His portrayal of sloppy sportswriter Oscar Madison on TV’s The Odd Couple left viewers laughing, but it also gave Klugman the leverage to create a more serious character, the gruff medical examiner in Quincy M.E. His everyman ethos and comic timing endeared him to audiences and led to a prolific, six-decade acting career that spanned stage, screen and television.
Klugman died on Monday at age 90 in suburban Northridge with his wife at his side. His sons called on his fans to embrace their father’s tenacious and positive spirit.
“He had a great life and he enjoyed every moment of it, and he would encourage others to do the same,” son Adam Klugman said.
The cause of Klugman’s death was not immediately known. Adam Klugman said his father had been slowing down in recent years, but was not battling cancer, which robbed him of his voice in the 1980s. Klugman taught himself to speak again, and kept working.
Despite his on-screen wars with Tony Randall’s neat-freak character Felix Unger on Odd Couple, the show created a friendship between the men that endured after the series ended.
When Randall died in 2004 at age 84, Klugman told CNN: “A world without Tony Randall is a world that I cannot recognize.”

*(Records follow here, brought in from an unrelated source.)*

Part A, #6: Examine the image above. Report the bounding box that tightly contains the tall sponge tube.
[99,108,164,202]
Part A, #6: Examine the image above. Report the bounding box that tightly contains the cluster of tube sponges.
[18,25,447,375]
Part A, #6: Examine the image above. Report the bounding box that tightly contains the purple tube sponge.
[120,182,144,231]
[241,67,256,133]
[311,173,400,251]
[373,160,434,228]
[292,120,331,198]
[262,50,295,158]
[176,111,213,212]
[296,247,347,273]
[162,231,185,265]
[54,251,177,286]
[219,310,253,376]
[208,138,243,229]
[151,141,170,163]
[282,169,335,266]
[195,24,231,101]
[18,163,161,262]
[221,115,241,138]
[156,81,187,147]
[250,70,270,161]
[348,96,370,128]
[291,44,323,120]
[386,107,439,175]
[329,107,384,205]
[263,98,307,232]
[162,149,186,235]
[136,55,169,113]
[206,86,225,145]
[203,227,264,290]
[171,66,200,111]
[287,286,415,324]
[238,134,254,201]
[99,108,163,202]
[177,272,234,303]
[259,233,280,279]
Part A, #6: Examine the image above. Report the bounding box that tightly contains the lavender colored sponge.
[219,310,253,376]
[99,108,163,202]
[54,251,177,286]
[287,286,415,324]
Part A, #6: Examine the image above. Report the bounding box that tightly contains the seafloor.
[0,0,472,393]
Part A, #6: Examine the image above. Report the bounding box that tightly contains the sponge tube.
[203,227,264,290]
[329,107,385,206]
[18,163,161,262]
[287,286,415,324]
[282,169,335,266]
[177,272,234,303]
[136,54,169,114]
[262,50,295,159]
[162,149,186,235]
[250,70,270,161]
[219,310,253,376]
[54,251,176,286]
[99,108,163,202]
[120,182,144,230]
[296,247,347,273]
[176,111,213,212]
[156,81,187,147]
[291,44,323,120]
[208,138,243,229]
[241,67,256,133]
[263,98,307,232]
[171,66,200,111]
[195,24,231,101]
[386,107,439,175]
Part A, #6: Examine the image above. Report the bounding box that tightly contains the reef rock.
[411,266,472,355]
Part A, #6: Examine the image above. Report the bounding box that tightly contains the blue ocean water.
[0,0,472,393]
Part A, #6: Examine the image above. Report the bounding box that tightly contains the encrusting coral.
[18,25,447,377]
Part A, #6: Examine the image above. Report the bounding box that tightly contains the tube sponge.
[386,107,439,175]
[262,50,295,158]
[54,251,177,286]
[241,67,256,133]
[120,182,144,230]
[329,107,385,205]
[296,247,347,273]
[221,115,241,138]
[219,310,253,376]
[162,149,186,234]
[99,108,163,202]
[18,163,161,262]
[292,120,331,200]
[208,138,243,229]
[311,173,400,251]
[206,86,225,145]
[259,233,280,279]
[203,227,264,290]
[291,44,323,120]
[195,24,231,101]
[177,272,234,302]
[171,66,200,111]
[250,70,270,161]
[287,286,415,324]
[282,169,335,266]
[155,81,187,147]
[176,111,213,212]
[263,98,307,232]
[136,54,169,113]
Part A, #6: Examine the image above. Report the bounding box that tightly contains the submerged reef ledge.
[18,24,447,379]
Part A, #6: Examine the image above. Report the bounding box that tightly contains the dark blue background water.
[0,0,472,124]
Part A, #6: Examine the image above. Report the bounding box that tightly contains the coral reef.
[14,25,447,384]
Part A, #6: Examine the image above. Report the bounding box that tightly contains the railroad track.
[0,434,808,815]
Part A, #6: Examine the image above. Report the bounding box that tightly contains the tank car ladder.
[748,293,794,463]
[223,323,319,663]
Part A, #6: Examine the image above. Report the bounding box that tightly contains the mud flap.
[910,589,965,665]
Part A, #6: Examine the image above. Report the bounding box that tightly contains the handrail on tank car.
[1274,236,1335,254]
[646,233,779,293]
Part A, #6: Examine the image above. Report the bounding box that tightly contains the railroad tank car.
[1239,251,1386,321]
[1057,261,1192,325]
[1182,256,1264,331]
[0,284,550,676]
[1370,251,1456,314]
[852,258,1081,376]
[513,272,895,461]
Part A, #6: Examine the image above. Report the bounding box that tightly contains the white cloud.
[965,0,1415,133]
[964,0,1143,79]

The Odd Couple, which ran from 1970 to 1975, was based on Neil Simon’s play about mismatched roommates — divorced New Yorkers who end up living together. The comedy came from their opposite personalities — Klugman playing a writer whose sloppiness consistently irritated Randall’s fussy photographer character. The pairing was so good, the show did not need constant help from the writers.
“There’s nobody better to improvise with than Tony,” Klugman said. “A script might say, ‘Oscar teaches Felix football.’ There would be four blank pages. He would provoke me into reacting to what he did. Mine was the easy part.”
In Quincy, M.E., which ran from 1976 to 1983, Klugman played an idealistic, tough-minded medical examiner who tussled with his boss by uncovering evidence of murder in cases where others saw natural causes.
The son of Russian Jewish immigrants, Klugman was born in Philadelphia and began acting in college at Carnegie Institute of Technology. After serving in the Army during World War II, he went on to summer stock and off-Broadway, rooming with fellow actor Charles Bronson as both looked for paying jobs.
His film credits included Sidney Lumet’s 12 Angry Men and Blake Edwards’ Days of Wine and Roses.